If you feel as though you keep hitting a brick wall in life, then there must be some type of reasoning existing behind the wall. Sometimes circumstances exist to protect you, not to hinder your progress moving forward in life. Where does this protection come from? Perhaps a holy guardian angel, also known as an inner daemon? There is no exact threshold in which this knowing can fully be attained. Sometimes there will exist periods within one’s life, which simply needs to be lived through.
I am a Realist

It can be a confining feeling; being locked up within your mind your whole/hole life. There is no escape from the prison of one’s mind. A common place I have seemed to find myself in on a daily basis. There is no shelter in here, only the confining torment of the mind’s tricks and pleasures. A carousel of regrets, self-hatred, and lost opportunities. There is no escape from one’s self. To feel special and unique; this is a daydream only dreamers and deceivers fondle themselves in. I myself am a realist, as I can taste the bloodlust behind closed eyes. I can feel the temptations draining and rotting me from within. This is why I crave the isolation chamber; to keep the beast hidden from within, away from the rest of the world. No one has ever mistaken me for one of those weak-minded or weak-willed sycophants, who constantly need to be validated by complete and total strangers. The only thing worse than that, is being a stranger within one’s own mind.
Undertows
Words have undercurrents, or undertows you could say. Contained within these underlying depths; this is where the true intentions, the true meaning of that in which is being communicated and inhabits. This is also where the fragmented deaths you have experienced within your life go to live and breathe. Nothing is permanent, as life, and everything contained within it are temporary. Finding peace within yourself (within your words) is the only peace you will find within your waking life.
All we need to do is think for ourselves properly; never allowing external forces to propagandize our thought process.
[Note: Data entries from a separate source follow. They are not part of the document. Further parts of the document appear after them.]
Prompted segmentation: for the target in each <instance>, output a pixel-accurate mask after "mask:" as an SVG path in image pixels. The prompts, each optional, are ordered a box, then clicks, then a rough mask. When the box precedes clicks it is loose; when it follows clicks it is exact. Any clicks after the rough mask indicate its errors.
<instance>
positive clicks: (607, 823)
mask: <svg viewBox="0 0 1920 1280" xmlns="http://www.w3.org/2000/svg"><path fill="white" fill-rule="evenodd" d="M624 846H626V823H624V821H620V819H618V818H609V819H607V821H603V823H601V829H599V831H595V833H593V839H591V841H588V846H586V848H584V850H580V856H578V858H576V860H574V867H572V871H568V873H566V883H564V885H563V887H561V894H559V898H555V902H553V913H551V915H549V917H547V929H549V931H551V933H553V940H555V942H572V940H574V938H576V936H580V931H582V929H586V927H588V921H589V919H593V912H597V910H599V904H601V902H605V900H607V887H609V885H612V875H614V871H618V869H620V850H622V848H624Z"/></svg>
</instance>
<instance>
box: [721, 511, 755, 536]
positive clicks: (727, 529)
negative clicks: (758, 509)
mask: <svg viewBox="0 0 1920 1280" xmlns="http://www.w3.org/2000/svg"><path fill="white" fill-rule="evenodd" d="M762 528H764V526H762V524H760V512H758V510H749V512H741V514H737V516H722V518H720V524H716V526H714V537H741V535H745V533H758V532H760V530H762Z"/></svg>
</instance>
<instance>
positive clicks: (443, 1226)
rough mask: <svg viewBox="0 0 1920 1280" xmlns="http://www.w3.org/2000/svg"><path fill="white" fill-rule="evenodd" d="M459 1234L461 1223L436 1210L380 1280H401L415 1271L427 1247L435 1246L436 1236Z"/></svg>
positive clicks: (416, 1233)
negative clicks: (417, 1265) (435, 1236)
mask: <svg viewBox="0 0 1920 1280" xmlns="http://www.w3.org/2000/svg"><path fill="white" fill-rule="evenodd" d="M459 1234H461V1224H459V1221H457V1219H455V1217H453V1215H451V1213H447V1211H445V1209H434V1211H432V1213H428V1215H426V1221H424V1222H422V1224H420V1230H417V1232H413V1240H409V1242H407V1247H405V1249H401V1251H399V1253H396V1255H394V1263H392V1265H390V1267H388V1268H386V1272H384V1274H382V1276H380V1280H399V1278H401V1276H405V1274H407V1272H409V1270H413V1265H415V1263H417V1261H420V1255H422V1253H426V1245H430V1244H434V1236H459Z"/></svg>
Many “people” within our current civilization, do not have the capacity to properly think for themselves, as they are strangers to the critical thinking aspect of their mentality. For the majority of “people” this aspect of their mentality does not exist. These “people” become confused when they hear words they do not understand; moreover, they become more confused when the definitions of words they use have been suddenly changed. Words are used today, in which their definitions do not belong to them. Change the words and definitions of the “people”; you change the way the “people” think. This is the Control Machine’s undying purpose and goal. To control one’s thought, is to control one’s very own soul.
Returning our mind’s ownership to ourselves, is probably the most important act you will ever endure within this lifetime. The majority of “people” no longer enjoy thinking for themselves, as they prefer to be guided, and ultimately told why, what, and how to think. For the majority of “people”, they no longer see the purpose, or find any type of need to think for themselves. It’s okay, let the Control Machine think for you. By doing so, the Control Machine will comfort you with all of the mental anguish you have always longed for. When one accepts mental laziness, one ultimately accepts mental death within themselves.